Huelgas y presión en las calles

El sector público también mostró fortaleza. Según el Ministerio de la Función Pública, el 11% de los funcionarios públicos se declararon en huelga hasta las 14:00, con un notable aumento en la educación nacional, que registró una participación del 45% en la educación secundaria. Jean-Yann William, del sindicato policial Unité-FO, denunció el impacto directo del presupuesto. Entre los manifestantes, la frustración con el gobierno era evidente. Mustapha, un barrendero parisino, resumió el sentimiento: “Quiero que Macron se vaya como Bayrou, eso es todo”En un cartel improvisado, escribió: “Macron, te odio con todo mi corazón”.

La fatiga social y la amenaza de un cierre continuo

El descontento también afecta a los trabajadores, quienes rara vez se unen a las huelgas. Marielle, animadora de Trappes, dijo que, a pesar de su reticencia, decidió protestar: Es duro renunciar a un día de sueldo, pero estoy tan enfadado que no tengo otra opción. Salarios, inflación, pensiones... A Macron solo le importan los ricos, y punto.En la marcha sindical, el ambiente era de constante movilización. Nicolas, empleado de Suez Sevesc y representante sindical, declaró: "Estoy listo para repetir la huelga si es necesario. No creo que días aislados de huelga nos lleven a ninguna parte"..
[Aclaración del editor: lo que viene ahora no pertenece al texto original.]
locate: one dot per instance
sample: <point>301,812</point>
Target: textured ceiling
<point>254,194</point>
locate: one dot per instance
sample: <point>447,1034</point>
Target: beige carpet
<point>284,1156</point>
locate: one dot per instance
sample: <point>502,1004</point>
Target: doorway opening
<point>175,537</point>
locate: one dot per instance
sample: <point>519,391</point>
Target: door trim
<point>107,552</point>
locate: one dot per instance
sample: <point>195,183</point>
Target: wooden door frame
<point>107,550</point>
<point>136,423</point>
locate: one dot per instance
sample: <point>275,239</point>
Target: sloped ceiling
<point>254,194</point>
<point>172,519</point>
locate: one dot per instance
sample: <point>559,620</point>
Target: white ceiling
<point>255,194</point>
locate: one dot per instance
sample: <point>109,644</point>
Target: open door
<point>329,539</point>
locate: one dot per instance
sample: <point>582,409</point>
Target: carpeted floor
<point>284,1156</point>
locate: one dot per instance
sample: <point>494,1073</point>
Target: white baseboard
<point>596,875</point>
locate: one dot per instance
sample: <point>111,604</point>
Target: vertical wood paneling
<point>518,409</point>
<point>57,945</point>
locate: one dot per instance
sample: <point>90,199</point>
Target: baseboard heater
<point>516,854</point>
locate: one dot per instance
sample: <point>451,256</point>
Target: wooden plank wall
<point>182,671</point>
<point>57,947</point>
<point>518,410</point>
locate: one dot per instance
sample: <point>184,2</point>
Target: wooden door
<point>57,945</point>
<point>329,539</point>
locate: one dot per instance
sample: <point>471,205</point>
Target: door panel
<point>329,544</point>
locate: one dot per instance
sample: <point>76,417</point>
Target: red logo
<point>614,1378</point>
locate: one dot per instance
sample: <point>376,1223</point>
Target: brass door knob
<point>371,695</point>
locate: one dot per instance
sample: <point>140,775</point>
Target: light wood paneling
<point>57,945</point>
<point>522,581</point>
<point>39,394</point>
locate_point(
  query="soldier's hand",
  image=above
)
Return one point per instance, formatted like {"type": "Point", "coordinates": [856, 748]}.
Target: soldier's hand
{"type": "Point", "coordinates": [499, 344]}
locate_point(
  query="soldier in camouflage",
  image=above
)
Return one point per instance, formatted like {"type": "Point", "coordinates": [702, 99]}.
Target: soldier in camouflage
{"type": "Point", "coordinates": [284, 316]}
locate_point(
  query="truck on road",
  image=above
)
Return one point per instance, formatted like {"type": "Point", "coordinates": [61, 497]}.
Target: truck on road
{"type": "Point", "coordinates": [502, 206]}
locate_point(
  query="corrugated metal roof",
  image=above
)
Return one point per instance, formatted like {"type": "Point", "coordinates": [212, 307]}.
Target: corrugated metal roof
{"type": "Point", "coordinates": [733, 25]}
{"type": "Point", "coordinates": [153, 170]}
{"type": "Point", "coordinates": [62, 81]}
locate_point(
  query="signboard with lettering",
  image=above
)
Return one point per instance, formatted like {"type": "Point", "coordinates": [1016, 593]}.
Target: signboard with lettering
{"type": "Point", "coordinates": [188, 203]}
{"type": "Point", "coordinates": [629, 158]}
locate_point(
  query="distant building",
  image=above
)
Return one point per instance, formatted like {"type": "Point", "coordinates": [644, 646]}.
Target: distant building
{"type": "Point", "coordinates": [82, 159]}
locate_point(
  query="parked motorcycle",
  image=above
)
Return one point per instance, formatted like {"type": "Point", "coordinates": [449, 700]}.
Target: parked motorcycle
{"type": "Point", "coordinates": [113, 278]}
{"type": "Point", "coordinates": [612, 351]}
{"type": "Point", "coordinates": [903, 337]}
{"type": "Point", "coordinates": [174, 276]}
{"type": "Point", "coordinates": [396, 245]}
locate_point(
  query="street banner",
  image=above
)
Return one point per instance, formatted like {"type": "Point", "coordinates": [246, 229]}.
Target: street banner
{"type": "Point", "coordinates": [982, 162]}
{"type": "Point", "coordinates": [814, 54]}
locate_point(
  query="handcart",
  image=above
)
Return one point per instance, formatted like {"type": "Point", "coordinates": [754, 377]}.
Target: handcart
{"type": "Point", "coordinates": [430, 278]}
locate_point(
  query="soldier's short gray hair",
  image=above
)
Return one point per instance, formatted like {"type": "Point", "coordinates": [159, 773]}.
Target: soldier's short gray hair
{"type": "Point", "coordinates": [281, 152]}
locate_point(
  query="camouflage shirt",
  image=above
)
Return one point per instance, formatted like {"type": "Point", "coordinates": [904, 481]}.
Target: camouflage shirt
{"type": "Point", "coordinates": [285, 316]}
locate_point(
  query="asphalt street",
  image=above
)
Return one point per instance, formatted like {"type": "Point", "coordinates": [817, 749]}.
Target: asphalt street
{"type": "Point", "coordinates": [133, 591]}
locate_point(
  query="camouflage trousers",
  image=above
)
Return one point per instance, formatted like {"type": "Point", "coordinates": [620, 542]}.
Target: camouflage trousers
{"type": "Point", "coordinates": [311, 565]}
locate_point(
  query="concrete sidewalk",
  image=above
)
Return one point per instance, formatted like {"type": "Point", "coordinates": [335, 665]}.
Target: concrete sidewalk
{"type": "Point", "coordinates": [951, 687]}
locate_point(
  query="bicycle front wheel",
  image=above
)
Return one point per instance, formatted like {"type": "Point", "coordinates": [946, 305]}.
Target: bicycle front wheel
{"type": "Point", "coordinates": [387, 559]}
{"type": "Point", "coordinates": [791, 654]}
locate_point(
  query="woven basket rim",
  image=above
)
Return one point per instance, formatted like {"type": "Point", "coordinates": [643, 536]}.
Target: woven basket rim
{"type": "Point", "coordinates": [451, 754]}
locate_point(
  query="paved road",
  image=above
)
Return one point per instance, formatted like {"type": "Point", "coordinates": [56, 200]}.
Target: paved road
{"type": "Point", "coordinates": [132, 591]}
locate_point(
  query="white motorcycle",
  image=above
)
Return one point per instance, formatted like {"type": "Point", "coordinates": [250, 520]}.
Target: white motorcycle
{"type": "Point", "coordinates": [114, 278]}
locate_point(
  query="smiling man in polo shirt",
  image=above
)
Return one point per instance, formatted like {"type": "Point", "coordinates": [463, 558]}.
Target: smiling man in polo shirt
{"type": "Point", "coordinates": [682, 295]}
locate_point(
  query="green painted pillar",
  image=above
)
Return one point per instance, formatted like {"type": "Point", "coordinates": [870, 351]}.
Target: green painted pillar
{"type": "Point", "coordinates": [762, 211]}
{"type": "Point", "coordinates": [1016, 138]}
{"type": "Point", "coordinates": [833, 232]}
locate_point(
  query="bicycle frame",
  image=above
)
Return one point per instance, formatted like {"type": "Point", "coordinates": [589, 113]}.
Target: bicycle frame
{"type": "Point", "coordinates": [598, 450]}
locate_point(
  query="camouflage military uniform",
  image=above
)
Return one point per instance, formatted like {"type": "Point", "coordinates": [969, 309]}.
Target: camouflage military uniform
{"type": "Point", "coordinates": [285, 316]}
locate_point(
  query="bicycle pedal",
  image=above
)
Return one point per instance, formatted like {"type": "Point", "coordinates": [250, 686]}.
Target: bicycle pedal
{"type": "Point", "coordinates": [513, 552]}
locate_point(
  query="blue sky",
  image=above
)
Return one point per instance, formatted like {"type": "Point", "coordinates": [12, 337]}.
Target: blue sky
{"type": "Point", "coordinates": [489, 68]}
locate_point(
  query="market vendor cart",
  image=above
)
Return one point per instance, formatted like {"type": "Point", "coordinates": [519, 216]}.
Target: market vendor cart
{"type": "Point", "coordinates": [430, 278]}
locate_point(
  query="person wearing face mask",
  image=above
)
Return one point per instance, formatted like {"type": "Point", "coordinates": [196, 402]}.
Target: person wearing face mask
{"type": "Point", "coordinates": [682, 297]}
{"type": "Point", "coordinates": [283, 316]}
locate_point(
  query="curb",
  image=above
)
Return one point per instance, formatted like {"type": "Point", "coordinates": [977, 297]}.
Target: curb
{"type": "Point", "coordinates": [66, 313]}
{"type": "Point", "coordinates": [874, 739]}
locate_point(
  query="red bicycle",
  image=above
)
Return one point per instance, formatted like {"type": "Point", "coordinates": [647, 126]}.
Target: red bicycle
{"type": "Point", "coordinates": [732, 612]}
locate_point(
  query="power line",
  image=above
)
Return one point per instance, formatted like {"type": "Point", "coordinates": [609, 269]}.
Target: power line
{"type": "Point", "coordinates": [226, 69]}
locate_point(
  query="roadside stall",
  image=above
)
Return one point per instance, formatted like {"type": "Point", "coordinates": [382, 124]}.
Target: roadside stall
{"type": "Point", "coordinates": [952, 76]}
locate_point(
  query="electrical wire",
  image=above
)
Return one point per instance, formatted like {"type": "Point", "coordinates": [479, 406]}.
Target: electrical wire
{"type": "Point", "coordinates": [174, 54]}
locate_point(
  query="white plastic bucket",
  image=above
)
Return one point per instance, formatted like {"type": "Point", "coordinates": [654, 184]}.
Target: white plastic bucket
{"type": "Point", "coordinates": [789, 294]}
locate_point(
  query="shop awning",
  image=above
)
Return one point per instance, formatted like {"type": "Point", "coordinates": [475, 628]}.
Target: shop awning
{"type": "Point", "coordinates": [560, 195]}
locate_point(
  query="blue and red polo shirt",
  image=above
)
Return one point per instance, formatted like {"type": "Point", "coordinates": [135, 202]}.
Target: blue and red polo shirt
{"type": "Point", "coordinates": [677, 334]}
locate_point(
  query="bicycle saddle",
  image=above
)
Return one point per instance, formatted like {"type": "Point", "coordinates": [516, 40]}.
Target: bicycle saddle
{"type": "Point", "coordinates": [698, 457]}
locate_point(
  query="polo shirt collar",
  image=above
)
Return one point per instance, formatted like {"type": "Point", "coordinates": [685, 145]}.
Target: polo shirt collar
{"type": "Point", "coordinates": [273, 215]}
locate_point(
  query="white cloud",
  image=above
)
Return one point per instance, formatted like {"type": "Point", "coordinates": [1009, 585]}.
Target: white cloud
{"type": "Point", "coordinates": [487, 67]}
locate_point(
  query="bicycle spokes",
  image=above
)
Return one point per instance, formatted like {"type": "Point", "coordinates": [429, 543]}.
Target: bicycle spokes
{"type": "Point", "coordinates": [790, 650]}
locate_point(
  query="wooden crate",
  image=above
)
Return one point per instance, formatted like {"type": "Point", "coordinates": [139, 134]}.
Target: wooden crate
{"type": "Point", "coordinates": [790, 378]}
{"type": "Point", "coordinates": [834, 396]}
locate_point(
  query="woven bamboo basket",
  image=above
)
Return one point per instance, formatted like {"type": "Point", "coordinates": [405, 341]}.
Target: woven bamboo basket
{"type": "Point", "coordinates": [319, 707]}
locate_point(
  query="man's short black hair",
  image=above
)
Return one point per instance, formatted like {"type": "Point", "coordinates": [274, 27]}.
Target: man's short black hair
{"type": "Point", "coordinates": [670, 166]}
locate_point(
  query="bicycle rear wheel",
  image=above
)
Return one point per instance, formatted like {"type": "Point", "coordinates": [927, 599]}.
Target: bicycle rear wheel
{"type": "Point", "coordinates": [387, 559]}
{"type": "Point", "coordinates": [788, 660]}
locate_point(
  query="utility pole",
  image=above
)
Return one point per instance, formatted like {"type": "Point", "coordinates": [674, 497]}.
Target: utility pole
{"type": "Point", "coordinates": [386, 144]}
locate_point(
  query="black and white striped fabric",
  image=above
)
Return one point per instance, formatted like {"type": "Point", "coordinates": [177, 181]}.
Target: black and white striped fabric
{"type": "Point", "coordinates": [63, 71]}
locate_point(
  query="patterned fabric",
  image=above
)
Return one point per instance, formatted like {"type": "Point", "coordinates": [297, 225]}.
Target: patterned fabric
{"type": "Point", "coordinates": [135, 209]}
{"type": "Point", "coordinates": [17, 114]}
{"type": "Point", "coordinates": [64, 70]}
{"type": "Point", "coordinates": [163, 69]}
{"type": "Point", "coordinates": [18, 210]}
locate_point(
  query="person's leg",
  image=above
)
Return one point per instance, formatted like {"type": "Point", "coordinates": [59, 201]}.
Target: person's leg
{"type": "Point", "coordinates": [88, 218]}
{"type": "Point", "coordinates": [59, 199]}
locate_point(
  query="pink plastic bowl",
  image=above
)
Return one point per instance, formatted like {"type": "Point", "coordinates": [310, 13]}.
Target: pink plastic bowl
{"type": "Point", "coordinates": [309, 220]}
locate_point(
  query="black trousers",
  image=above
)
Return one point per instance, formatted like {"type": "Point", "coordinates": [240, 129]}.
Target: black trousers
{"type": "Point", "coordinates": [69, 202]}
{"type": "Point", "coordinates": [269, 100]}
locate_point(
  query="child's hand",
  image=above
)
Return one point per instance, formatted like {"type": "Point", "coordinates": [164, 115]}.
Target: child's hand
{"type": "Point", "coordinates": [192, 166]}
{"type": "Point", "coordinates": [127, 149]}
Determinación en el horizonte

La manifestación de París, que se extendió por las calles hasta la Plaza de la Nación, dejó claro que el movimiento no tiene intención de ceder. Sophie Binet aseguró que la presión continuará: Estamos decididos. No estamos cerca de volver a casa. Nunca un presidente ha estado tan débil. Gracias a la movilización de hace dos años, estamos en una posición de fuerza..

Con el creciente descontento público y el creciente rechazo al presupuesto, Francia se enfrenta a una nueva ola de tensión social que promete poner a prueba la capacidad del gobierno para negociar frente a la fuerza de las calles.